SES-10 launched at 6:27 p.m. Thursday

CAPE CANAVERAL, Fla. – SpaceX made history Thursday evening by launching and landing a flight-proven Falcon 9 booster. Officials with the satellite company that paid for the ride into space had no pre-launch jitters about flying on some used hardware.

At 6:27 p.m. the Falcon 9 blasted off from Kennedy Space Center launchpad 39A carrying a communication satellite that will expand communication coverage primarily for HD video in Latin America for the satellite provider SES.

Falcon 9 lifted off at the start of the launch window to a clear sky over the Space Coast. The pre-flown first-stage return to the ocean barge called "Of Course I Still Love You" where it also landed in April.

Approximately 30 minutes after launch SES-10 was successfully placed into Earth's orbit where it will expand communication coverage primarily for HD video in Latin America for SES.

After landing on the bulls-eye of the drone ship SpaceX CEO Elon Musk said the relaunch of a flight-proven booster was a long time coming, but worth the 15 year wait to achieve the company's goal.

"It means you can fly and re-fly an orbital-class booster, which is the most expensive part of the rocket," Musk said. "This is going to be a huge evolution in spaceflight."

SES chief technology officer Martin Halliwell told journalists Tuesday that the decision to use a pre-flown rocket came down to "tremendous transparency" between the satellite provider and the commercial launch company.

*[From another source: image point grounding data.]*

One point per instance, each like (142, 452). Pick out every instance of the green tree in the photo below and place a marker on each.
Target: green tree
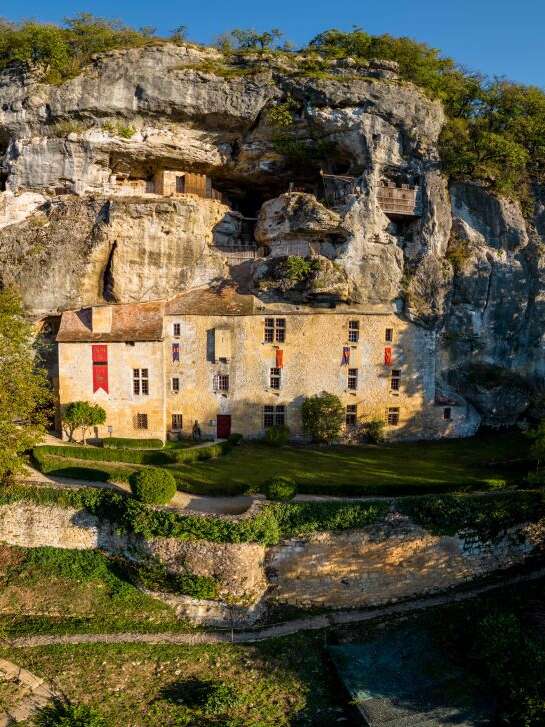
(323, 417)
(249, 39)
(82, 415)
(24, 392)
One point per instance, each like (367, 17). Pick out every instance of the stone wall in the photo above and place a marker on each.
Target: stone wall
(373, 566)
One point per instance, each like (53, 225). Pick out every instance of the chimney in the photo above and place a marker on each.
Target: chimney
(101, 319)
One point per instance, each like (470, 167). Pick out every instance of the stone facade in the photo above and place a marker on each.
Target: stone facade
(380, 564)
(234, 364)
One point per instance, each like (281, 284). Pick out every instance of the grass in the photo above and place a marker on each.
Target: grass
(480, 463)
(285, 682)
(50, 589)
(395, 469)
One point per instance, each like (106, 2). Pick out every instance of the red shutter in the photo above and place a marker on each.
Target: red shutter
(100, 377)
(100, 367)
(100, 354)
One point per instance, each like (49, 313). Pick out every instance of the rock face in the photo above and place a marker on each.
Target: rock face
(465, 263)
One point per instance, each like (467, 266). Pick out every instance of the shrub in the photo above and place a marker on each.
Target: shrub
(61, 713)
(278, 435)
(153, 486)
(374, 431)
(125, 443)
(323, 417)
(281, 489)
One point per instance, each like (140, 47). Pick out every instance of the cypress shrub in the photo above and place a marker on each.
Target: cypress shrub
(153, 486)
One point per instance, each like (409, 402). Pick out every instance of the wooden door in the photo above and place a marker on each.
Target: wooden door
(223, 426)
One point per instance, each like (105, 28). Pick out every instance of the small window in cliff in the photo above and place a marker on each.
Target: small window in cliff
(351, 416)
(392, 416)
(353, 331)
(141, 421)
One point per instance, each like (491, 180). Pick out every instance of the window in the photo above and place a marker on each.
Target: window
(275, 378)
(395, 378)
(393, 416)
(351, 415)
(353, 331)
(141, 421)
(140, 382)
(274, 416)
(275, 330)
(221, 382)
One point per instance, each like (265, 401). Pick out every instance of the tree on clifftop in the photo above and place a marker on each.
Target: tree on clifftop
(24, 392)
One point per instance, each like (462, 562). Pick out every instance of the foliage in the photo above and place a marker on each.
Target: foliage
(496, 129)
(248, 39)
(281, 489)
(24, 393)
(487, 516)
(126, 443)
(61, 713)
(297, 519)
(116, 128)
(537, 436)
(323, 417)
(153, 485)
(277, 435)
(82, 415)
(61, 52)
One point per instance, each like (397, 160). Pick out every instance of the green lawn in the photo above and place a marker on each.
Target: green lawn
(481, 463)
(464, 464)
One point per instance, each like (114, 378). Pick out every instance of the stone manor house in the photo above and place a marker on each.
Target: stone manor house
(235, 364)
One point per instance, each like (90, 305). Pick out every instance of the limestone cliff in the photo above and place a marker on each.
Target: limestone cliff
(80, 223)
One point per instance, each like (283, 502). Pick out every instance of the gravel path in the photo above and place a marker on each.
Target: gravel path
(311, 623)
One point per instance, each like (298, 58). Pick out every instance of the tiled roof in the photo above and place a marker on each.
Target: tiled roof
(214, 301)
(130, 322)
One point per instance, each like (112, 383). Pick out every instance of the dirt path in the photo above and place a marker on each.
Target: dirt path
(32, 693)
(312, 623)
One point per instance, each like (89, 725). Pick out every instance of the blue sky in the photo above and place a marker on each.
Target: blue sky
(495, 36)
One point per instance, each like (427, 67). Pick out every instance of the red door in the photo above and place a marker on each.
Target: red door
(224, 426)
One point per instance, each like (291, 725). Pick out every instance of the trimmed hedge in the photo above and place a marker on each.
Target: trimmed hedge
(269, 526)
(153, 485)
(126, 443)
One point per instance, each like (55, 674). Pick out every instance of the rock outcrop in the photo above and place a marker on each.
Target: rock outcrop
(463, 262)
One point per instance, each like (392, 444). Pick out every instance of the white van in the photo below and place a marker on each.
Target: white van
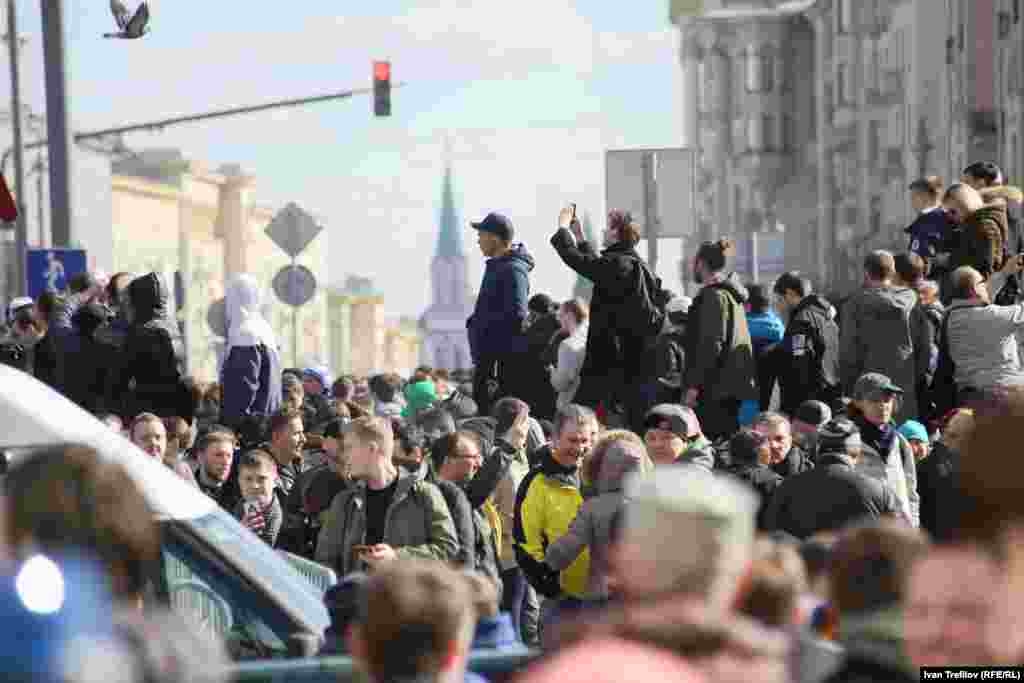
(245, 592)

SES has contracted SpaceX to launch four satellites, SES-10 on the used booster, SES-11, SES-16 and SES-14.

Halliwell said the company was asked last August if they would be interested in moving to a pre-flown booster.

"The fact that it's flown once, that's just fine. Let's do it again," Halliwell said.

SES was the first commercial satellite provider to contract SpaceX for a launch in 2013. The company will be first again using a flight-proven SpaceX booster.

The CTO said the company then had to explain to its insurance company "Yes, we believe in this" to get the go ahead for insuring the SES-10 launch.

The Luxembourg-based company's insurance premiums barely changed with the decision to go with a previously launched booster. The price difference was "hundredths of a percent," Halliwell said.

"There are people who've said to me, 'This will never happen,'" Halliwell said of SpaceX landing a first stage. "Never say never, eh?"

To date, SpaceX has landed three Falcon 9 boosters on a landing pad at Cape Canaveral Air Force Station and several boosters on two drone ships in the Atlantic Ocean.

The booster that carried SES-10 into orbit previously landed after launching supplies to the International Space Station in April. It was the first time SpaceX or any company landed a booster in the ocean.

"This is a really, really exciting step forward," Halliwell said. "I think the whole industry is looking."